NOTES TO CONSOLIDATED FINANCIAL STATEMENTS

December 31, 2007

 

9. COMMITMENTS AND CONTINGENCIES

We have office lease commitments totaling $195,949 in 2008, $161,274 in 2009, $148,739 in 2010, and $43,730 in 2011.

 

10. SUPPLEMENTARY CASH FLOW INFORMATION

 

     2007    2006

Cash flow information:

     

Cash paid for Interest

   $ 10,922    $ 1,847

Cash received for Interest

     17,697      21,518

Cash paid for taxes

     —        —  

As discussed in Note 7 b), during 2007 we issued 2,798,295 shares of common stock to an officer of the Company pursuant to the exercise of warrants. The officer surrendered 1,309,594 shares of previously held mature shares of our common stock to pay the exercise cost of $363,479. We also issued a total of 1,000,931 shares of common stock to employees, an officer, and a former consultant of the Company pursuant to the exercise of stock options. The Company repurchased a total of 582,328 shares of common stock to pay the total exercise cost of $157,366.

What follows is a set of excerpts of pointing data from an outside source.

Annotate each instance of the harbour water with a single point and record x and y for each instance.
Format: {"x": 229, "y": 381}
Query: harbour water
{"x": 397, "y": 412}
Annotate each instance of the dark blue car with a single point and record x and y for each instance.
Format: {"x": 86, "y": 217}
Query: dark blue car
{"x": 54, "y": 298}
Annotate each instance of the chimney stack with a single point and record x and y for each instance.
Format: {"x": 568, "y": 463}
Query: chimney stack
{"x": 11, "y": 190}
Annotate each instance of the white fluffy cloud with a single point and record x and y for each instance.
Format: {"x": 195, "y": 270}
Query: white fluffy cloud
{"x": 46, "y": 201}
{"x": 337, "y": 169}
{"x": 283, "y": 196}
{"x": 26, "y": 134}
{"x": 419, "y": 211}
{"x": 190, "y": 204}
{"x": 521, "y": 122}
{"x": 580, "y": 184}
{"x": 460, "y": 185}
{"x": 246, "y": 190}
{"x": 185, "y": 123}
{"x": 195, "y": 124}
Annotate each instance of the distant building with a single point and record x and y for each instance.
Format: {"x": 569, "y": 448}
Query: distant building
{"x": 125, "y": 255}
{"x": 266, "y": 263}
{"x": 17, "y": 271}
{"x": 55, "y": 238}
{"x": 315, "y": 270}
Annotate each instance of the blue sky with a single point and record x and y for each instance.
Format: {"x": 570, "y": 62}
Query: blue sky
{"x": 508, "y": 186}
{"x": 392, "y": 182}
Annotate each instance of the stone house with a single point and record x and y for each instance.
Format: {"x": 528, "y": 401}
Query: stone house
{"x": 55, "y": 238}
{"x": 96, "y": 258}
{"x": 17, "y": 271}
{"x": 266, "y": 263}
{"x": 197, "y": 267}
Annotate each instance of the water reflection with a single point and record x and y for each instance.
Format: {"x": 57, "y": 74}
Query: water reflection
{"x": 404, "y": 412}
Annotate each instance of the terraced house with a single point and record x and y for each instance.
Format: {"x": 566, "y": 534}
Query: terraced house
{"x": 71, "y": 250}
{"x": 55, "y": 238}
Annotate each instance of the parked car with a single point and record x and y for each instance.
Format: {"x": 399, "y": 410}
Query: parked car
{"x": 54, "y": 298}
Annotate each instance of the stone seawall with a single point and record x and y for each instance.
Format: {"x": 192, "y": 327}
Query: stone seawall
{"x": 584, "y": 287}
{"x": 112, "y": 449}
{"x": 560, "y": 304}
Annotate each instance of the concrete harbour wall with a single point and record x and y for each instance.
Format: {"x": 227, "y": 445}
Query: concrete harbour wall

As discussed in Note 7 b), in November 2007, we issued 21,000,000 shares of common stock to the President and Chief Executive Officer of Quotemedia, Ltd., a wholly owned subsidiary, pursuant to the exercise of warrants at an exercise price of $0.05. The exercise proceeds totaling $1,050,000 were used to pay down a loan from Bravenet Web Services, Inc. (“Bravenet”). The officer is a control person of Bravenet.